English cricketer and British Army officer

Rowland Raw (16 July 1884 - 7 August 1915) was an English first-class cricketer and British Army officer.

Raw was born at Pietermaritzburg in the Colony of Natal to George and Edith Raw. He was educated in England at Clifton College, before going up to Trinity College, Cambridge, though he did not represent the university in cricket.

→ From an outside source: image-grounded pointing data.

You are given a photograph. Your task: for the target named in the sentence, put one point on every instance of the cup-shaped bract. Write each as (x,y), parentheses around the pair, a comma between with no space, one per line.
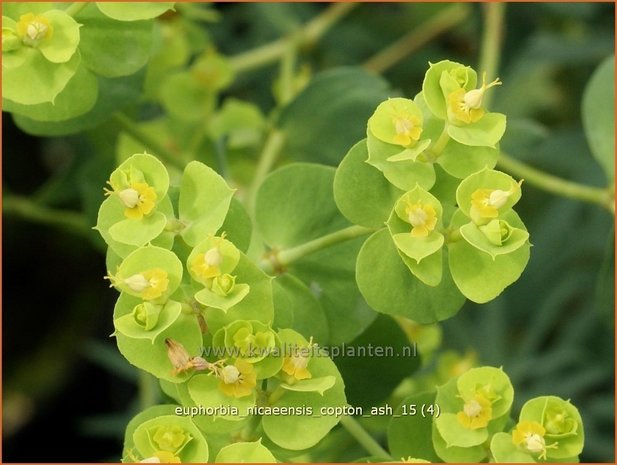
(486,195)
(474,406)
(252,341)
(415,223)
(170,438)
(149,273)
(39,48)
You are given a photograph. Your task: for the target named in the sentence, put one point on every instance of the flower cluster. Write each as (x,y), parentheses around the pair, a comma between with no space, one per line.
(198,314)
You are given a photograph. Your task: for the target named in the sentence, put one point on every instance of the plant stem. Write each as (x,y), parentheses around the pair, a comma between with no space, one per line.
(278,261)
(556,185)
(148,390)
(364,439)
(129,126)
(75,8)
(68,220)
(491,42)
(413,40)
(308,35)
(267,158)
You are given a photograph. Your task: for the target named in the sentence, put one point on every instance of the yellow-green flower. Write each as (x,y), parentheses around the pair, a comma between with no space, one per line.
(530,435)
(237,380)
(297,364)
(150,284)
(466,106)
(422,218)
(485,203)
(169,438)
(207,265)
(397,121)
(139,200)
(476,413)
(33,29)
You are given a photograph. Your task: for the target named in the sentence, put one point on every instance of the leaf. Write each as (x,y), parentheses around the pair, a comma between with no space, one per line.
(478,276)
(237,226)
(210,299)
(405,174)
(113,95)
(403,427)
(456,454)
(113,48)
(77,98)
(461,160)
(505,451)
(295,204)
(486,132)
(245,452)
(319,385)
(133,11)
(598,111)
(204,202)
(361,192)
(389,287)
(393,360)
(45,79)
(329,274)
(333,107)
(306,315)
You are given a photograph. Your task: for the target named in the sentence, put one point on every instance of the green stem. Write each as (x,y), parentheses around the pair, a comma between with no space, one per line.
(75,8)
(492,39)
(129,126)
(148,390)
(286,75)
(412,41)
(307,36)
(278,261)
(556,185)
(65,219)
(269,154)
(364,439)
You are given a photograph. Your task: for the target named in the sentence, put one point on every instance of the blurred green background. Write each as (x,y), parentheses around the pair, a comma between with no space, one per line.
(67,392)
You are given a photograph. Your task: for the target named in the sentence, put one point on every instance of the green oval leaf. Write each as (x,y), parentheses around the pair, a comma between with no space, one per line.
(361,192)
(389,287)
(77,98)
(134,11)
(245,452)
(395,361)
(127,46)
(599,116)
(486,132)
(295,204)
(204,202)
(403,425)
(346,98)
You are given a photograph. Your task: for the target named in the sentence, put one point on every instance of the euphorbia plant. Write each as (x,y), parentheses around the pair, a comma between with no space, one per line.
(231,293)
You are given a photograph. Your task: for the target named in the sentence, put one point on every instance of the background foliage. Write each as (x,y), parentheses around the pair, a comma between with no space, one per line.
(552,331)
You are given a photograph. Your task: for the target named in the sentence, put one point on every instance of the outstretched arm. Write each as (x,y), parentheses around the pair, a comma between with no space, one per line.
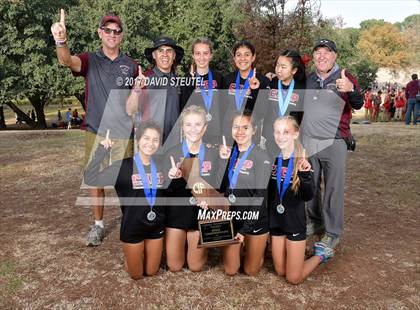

He made his debut in first-class cricket for the Gentlemen of England when he played two matches against Cambridge University at Crystal Palace in June 1905. He scored 48 runs across his two matches, with a high score of 47. After leaving Cambridge he married Mary Raw of Witley, Surrey. He served in the First World War with the Lancashire Fusiliers, being commissioned as a second lieutenant in December 1914. He sailed from Liverpool in July 1915 to take part in the Gallipoli Campaign, where he was killed in action at Suvla on 7 August 1915. He was buried at the Hill 10 Cemetery.